El 17 de junio de 1970 se derrumbó de golpe por un accidente cerebro vascular. Fue enviado de urgencia a la ciudad de San Luis en un avión sanitario. Pero era inútil. Murió al día siguiente, el 18 de junio, hace 52 años.

El Capitán de Pájaros voló por encima de su tiempo y sirvió como fuente de inspiración para diferentes generaciones de artistas. Queda ahora su gran legado, literario, poético, que ya es una huella indeleble, a la que conocemos como la impronta agüeriana.
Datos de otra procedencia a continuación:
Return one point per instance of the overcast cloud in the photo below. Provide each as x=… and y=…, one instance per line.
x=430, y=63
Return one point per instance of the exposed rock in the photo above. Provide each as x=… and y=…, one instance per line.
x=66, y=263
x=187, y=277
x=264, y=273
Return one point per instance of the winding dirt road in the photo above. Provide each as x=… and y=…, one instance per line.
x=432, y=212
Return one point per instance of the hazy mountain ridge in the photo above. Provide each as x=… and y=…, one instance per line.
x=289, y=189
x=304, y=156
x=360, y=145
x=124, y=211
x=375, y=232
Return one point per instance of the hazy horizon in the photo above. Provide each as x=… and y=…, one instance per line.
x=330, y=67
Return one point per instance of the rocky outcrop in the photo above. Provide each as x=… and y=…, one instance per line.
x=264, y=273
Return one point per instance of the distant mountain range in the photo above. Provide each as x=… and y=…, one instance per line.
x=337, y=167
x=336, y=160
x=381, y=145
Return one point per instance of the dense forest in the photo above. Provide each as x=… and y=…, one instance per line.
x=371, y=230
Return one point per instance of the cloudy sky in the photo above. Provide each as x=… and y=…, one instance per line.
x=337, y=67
Ese lugar privilegiado, la casa en donde se forjaron letras que cruzaron fronteras y se reunió el conocimiento, en el siglo XXI cobijó el nacimiento de la Universidad Nacional de los Comechingones, bajo la conducción de la rectora Agustina Rodríguez Saá.

Nacen los versos    

En Piedra Blanca, hoy lugar privilegiado de descanso para el turismo, de paisajes serranos y arroyo transerrano, vino al mundo –a las 7, del 7 de febrero de 1917- el escritor que fue evaluado, entre otros, por Jorge Luis Borges en un jurado que le otorgara uno de sus galardones de mayor relevancia nacional.
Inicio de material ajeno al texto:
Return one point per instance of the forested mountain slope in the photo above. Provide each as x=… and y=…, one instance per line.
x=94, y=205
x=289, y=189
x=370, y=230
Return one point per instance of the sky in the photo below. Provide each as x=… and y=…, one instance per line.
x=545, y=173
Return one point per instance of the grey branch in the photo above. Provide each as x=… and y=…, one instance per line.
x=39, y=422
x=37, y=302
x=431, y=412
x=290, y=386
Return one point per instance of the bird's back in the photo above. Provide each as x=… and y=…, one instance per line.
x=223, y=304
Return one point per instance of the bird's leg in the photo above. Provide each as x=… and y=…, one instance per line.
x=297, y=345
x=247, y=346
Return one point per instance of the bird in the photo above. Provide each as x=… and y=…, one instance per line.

En una modesta casita de campo, de adobes gordos que resguardaban del frío, muy cercano a la zona de Leopoldo Lugones, el poeta aprendió a caminar y a balbucear sus primeros decires.

Hubo un vacío que, probablemente, haya buscado llenar con palabras en esa casona blanca despintada, solitaria y humilde, antecedida de parrales firmes frente a la calle de tierra blanda, que rompía el viento en una esquina del centro merlino, adonde se trasladó con su madre, María Teresa Blanch, después de haber sufrido una gran pérdida.
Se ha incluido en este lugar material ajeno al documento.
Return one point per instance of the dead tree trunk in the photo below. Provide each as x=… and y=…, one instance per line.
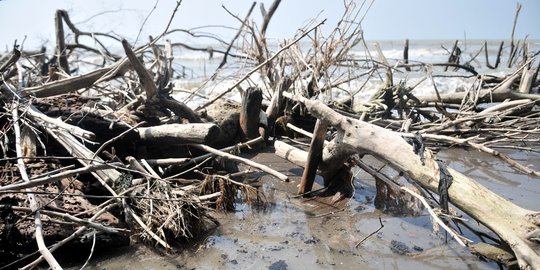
x=249, y=113
x=519, y=227
x=60, y=42
x=314, y=157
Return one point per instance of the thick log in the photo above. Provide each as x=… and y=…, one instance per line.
x=519, y=227
x=290, y=153
x=497, y=94
x=84, y=155
x=180, y=133
x=253, y=164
Agüero, que empezó a escribir poesía a los 15 años, tenía en su adolescente búsqueda, un dolor que intentó suturar con letras: había perdido a su padre –también llamado Antonio Esteban Agüero- cuando tenía sólo dos años y no había imagen, aroma, sabor de abrazos, ni registro de voz que su memoria pudiera traer del inconsciente.

Impronta agüeriana  

Con estampa firme, presencia de águila erguida ante la rapiñada, solemne peinado “a la gomina” y ojos azules profundos como el de los que cazan coplas en el ruido del arroyo, el poeta le abría la persiana a sonetos, epistolarios, música y métrica. Y a los decires, que eran su necesidad, como si el ardor llegara desde el pecho hasta la garganta y fugara en letras vivas, para que las sierras no griten silenciosas lo que los vientos callan. Antonio Esteban Agüero supo desde muy chico que la poesía es la libertad verdadera, calor que quema y a veces duele.

El gran poeta, que le cantó a su pueblo y a su tiempo, que le enseña a estos nuevos tiempos, que nació el 7 de febrero de 1917 y se fue el 18 de junio de 1970, sigue vivo y presente en sus libros, en letras que cruzaron siglos, en sus palabras tajantes y alegres, fuertes y apasionadas, con esa voz alta y penetrante. El poeta nos dice, más allá de las letras pero con sus letras: “Sí, nada más, / vivamos, / solamente vivamos”. Y sus letras continúan naciendo para generaciones, y él sigue vivo en Merlo.